Tuesday, 8 November 2011


I was at a gathering yesterday in the mist of other scientist and after exhausting conversation topics about backgrounds, interests, travel, the importance of networking etc… we got to the topic of university experience, qualifications and graduations. A young lady who had recently completed a PhD  including her viva from one of the Oxford University colleges  said, “I don’t graduate till 2013”. Suddenly! the room went quiet - I presume the others like myself took a second  to ponder over the statement wondering “did I hear you right?” and so the question followed; “did you say 2013?” and she answered in the affirmative. 
From this point on, the questions started pouring in all aiming at the same endpoint, WHY???
Ok, so it turns out she had completed her program of study in 2011 and will graduates in 2 years’  not because perhaps her thesis is questionable (after all she has successfully passed her viva) but simply because as per the Oxford University tradition graduation ceremonies take place according to colleges and not by your faculty / program of study.  So for this young lady her colleges’ turn was due in 2013.
Oxford University has 38 independent and self-governing colleges.
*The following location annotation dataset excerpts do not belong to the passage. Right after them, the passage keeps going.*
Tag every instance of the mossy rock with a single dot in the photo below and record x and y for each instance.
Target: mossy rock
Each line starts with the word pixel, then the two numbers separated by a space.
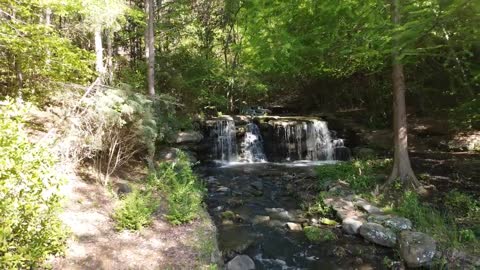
pixel 317 234
pixel 228 215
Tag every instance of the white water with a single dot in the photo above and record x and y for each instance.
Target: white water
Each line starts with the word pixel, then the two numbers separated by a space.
pixel 301 141
pixel 309 140
pixel 251 148
pixel 225 146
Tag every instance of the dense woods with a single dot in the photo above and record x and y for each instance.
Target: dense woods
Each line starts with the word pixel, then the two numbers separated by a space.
pixel 123 77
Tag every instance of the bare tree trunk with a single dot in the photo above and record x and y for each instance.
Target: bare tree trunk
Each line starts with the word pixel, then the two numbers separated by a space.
pixel 150 46
pixel 48 19
pixel 402 169
pixel 99 52
pixel 109 56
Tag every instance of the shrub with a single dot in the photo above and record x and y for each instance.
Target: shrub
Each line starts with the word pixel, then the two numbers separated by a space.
pixel 135 211
pixel 359 174
pixel 110 127
pixel 462 205
pixel 316 234
pixel 29 200
pixel 319 207
pixel 183 190
pixel 430 220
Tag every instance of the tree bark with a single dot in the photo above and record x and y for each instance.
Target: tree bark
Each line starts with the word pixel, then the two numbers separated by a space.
pixel 150 46
pixel 109 39
pixel 402 169
pixel 99 52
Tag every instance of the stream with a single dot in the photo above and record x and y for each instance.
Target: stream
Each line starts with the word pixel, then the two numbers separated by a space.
pixel 260 197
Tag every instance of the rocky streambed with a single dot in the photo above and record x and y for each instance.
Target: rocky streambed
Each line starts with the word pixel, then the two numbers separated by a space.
pixel 261 222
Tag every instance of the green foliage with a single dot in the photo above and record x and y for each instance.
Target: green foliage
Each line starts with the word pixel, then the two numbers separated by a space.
pixel 316 234
pixel 136 210
pixel 461 204
pixel 110 127
pixel 359 174
pixel 183 190
pixel 30 230
pixel 467 115
pixel 319 208
pixel 439 225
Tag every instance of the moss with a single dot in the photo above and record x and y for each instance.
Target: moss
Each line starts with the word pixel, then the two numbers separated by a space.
pixel 228 215
pixel 316 234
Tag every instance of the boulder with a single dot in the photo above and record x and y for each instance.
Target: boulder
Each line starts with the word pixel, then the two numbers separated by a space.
pixel 416 249
pixel 351 225
pixel 342 153
pixel 260 219
pixel 392 222
pixel 363 152
pixel 279 214
pixel 241 262
pixel 188 137
pixel 122 189
pixel 294 226
pixel 378 234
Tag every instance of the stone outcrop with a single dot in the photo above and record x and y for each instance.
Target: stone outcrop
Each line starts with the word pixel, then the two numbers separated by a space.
pixel 378 234
pixel 416 249
pixel 241 262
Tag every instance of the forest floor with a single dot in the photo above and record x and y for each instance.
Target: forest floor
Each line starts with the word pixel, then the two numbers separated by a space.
pixel 96 244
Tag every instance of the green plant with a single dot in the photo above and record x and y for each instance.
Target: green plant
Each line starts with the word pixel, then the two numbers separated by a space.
pixel 467 235
pixel 319 207
pixel 440 226
pixel 183 190
pixel 316 234
pixel 135 210
pixel 30 230
pixel 359 174
pixel 461 205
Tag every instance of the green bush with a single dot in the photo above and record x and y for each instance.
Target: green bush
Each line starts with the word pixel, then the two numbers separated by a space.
pixel 467 115
pixel 462 205
pixel 183 190
pixel 439 225
pixel 319 208
pixel 30 230
pixel 359 174
pixel 135 211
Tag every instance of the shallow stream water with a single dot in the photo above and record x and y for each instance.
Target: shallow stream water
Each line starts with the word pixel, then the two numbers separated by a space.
pixel 259 196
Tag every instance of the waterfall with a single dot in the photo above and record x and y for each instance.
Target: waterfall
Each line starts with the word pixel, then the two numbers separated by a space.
pixel 225 145
pixel 302 140
pixel 252 145
pixel 319 141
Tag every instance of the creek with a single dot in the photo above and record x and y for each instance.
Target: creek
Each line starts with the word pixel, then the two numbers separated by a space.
pixel 252 195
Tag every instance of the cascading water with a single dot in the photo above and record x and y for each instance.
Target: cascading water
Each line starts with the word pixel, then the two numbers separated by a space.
pixel 252 145
pixel 300 140
pixel 319 141
pixel 225 145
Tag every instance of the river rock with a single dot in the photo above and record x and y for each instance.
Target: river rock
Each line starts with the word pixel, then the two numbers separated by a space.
pixel 223 189
pixel 378 234
pixel 351 225
pixel 294 226
pixel 392 222
pixel 416 249
pixel 241 262
pixel 188 137
pixel 280 214
pixel 260 219
pixel 258 185
pixel 368 207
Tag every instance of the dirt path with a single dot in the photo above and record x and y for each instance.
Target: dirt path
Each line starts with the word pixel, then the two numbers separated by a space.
pixel 97 245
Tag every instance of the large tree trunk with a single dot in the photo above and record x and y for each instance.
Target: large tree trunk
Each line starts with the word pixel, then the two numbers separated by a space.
pixel 109 61
pixel 150 46
pixel 402 169
pixel 99 52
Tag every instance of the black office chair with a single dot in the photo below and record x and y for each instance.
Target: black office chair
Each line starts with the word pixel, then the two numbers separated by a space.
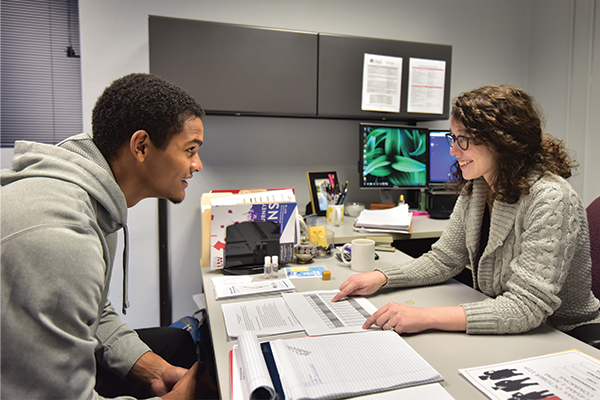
pixel 590 334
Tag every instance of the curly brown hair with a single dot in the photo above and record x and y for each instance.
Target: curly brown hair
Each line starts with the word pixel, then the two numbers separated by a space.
pixel 509 122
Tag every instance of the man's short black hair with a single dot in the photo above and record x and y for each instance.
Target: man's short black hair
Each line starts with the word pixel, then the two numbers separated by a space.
pixel 140 102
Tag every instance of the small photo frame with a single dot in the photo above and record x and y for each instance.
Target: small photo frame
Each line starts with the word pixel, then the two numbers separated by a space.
pixel 318 200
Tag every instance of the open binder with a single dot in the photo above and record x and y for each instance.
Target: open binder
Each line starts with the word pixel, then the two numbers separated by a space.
pixel 325 367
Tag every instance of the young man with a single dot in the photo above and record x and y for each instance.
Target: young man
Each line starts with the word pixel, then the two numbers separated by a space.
pixel 62 207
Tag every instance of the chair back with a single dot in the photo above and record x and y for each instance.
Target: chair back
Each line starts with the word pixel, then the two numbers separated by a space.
pixel 593 214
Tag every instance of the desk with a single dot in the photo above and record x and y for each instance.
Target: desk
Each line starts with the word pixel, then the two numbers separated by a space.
pixel 445 351
pixel 423 227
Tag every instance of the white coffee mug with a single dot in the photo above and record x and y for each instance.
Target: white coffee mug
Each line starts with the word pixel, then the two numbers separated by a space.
pixel 362 253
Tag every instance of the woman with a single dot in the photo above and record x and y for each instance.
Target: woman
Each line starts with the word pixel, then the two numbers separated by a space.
pixel 517 223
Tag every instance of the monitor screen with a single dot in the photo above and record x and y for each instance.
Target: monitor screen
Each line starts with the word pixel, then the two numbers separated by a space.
pixel 440 160
pixel 393 156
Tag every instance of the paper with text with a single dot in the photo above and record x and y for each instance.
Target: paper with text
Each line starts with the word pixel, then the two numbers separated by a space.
pixel 252 369
pixel 338 366
pixel 318 315
pixel 253 288
pixel 264 317
pixel 382 80
pixel 568 375
pixel 426 86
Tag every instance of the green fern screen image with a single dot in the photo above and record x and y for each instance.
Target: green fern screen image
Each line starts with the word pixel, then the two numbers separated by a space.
pixel 394 156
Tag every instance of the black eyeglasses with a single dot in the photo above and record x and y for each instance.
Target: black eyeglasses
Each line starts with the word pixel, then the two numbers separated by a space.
pixel 462 141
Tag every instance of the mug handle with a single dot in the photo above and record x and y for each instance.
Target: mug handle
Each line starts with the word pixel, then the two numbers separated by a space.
pixel 344 250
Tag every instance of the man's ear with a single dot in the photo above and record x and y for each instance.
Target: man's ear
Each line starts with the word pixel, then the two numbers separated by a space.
pixel 138 145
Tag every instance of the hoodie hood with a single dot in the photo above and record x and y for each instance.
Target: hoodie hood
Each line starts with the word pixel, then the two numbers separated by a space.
pixel 77 160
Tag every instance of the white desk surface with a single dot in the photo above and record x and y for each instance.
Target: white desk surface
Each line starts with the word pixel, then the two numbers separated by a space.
pixel 423 227
pixel 445 351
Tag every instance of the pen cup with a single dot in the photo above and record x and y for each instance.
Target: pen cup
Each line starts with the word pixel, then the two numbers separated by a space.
pixel 335 214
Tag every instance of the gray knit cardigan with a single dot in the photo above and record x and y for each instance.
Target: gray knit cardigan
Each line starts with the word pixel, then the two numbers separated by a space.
pixel 535 267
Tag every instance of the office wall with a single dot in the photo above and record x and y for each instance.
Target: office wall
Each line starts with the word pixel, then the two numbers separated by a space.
pixel 493 42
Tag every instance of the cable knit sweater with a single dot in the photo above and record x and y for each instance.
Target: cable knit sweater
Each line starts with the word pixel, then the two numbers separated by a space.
pixel 535 267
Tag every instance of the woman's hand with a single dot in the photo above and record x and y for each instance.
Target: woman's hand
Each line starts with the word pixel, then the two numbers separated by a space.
pixel 361 284
pixel 408 319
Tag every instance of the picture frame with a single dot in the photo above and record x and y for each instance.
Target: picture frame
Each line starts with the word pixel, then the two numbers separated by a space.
pixel 318 200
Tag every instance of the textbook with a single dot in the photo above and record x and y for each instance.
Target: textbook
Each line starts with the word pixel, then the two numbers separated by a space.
pixel 325 367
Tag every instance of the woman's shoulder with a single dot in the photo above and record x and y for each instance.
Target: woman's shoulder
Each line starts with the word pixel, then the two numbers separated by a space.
pixel 550 187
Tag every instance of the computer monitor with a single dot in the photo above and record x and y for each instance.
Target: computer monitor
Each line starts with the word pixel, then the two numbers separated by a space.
pixel 440 161
pixel 393 156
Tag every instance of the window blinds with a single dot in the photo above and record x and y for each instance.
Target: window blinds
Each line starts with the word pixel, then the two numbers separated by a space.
pixel 40 84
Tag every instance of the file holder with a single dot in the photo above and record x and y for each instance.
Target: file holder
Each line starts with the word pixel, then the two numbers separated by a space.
pixel 247 244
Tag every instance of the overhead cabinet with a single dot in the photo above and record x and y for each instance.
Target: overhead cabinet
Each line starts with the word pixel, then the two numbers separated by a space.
pixel 246 70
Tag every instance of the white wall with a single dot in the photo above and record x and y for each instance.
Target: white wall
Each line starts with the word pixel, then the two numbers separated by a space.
pixel 492 43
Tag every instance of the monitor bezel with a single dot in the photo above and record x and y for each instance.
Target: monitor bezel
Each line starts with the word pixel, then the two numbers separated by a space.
pixel 434 184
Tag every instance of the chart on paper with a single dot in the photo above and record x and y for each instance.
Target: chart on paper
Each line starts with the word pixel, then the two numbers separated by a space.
pixel 318 315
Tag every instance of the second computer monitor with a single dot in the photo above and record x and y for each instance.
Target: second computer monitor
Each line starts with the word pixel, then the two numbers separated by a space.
pixel 440 160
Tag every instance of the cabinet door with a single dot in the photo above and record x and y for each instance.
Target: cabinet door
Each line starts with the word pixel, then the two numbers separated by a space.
pixel 236 69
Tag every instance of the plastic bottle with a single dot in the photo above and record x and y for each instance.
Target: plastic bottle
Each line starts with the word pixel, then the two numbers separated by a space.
pixel 275 267
pixel 268 271
pixel 423 201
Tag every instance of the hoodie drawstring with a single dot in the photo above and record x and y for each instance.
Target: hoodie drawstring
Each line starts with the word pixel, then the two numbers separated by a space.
pixel 125 269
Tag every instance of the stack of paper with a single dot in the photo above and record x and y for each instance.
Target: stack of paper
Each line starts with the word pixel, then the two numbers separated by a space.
pixel 326 367
pixel 397 219
pixel 253 289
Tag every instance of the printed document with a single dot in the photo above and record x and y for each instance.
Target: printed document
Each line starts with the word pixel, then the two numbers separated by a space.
pixel 264 317
pixel 327 367
pixel 426 86
pixel 318 315
pixel 382 80
pixel 567 375
pixel 253 288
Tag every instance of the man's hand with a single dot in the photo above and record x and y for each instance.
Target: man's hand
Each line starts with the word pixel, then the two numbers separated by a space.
pixel 361 284
pixel 186 387
pixel 164 379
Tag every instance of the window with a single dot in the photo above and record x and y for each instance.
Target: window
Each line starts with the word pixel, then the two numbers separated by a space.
pixel 41 71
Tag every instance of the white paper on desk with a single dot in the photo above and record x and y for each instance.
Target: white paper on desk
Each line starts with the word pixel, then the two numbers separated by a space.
pixel 268 196
pixel 230 280
pixel 421 392
pixel 248 363
pixel 339 366
pixel 566 375
pixel 253 288
pixel 318 315
pixel 264 317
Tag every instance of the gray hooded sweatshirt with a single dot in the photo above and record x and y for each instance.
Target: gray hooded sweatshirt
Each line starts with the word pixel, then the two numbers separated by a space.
pixel 61 210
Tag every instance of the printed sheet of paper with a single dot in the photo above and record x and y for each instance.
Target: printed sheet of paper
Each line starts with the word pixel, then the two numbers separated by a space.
pixel 253 288
pixel 569 375
pixel 382 80
pixel 304 271
pixel 318 315
pixel 264 317
pixel 426 86
pixel 339 366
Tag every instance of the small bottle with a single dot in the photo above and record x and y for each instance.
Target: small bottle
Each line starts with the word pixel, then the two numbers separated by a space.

If graduation ceremonies took place according to colleges and the university held a ceremony a month (I don’t know how the system works) I suppose it makes sense as every college would have to wait at least three years to have its turn.
After we all took turns debating what the rationale behind this system was one of the ladies at this gathering had everyone giggling with the simplest reason, “Time is money”. At such a prestigious institution as Oxford University with the elite and experts in their field of study making up the academic staff, international demand for collaborations, talks at conferences, paper publications, research etc. must be pretty high. As such, most of the delegates required to attend these ceremonies have to take it in turn and I guess be booked 3 years in advance because after all time is money.
This article is not to criticize this system by the way, I’m sure there must be a perfectly logical explanation for it (perhaps someone can shed more light). The conversation moved on to discuss what percentage of students would attend their graduation ceremonies 2 years later. Chances are they are all pretty booked up as well with their new found routines, international students would probably have returned home, other home students would have migrated and working abroad, some would have families with other commitments etc. so I ask myself would I miss my graduation if it was only a few months away, highly unlikely if I had the choice. If it was 2 years away however, then probably yes.  Saying that however, I know at least three people who never attended their graduation ceremonies. One at degree level, the other at masters’ level and a third at PhD level. Not because of anything beyond their control but just as a matter of choice.
But then what exactly is the point of graduation ceremonies – to celebrate achievements, network, have memoralia etc. two years later would that be something I would be looking forward to do, probably not. You could argue that there would be the greater networking advantage 2years later as most if not all graduates would be in positions one could benefit from. Either way as I said before I’m sure there is a perfectly logical explanation and the system does work.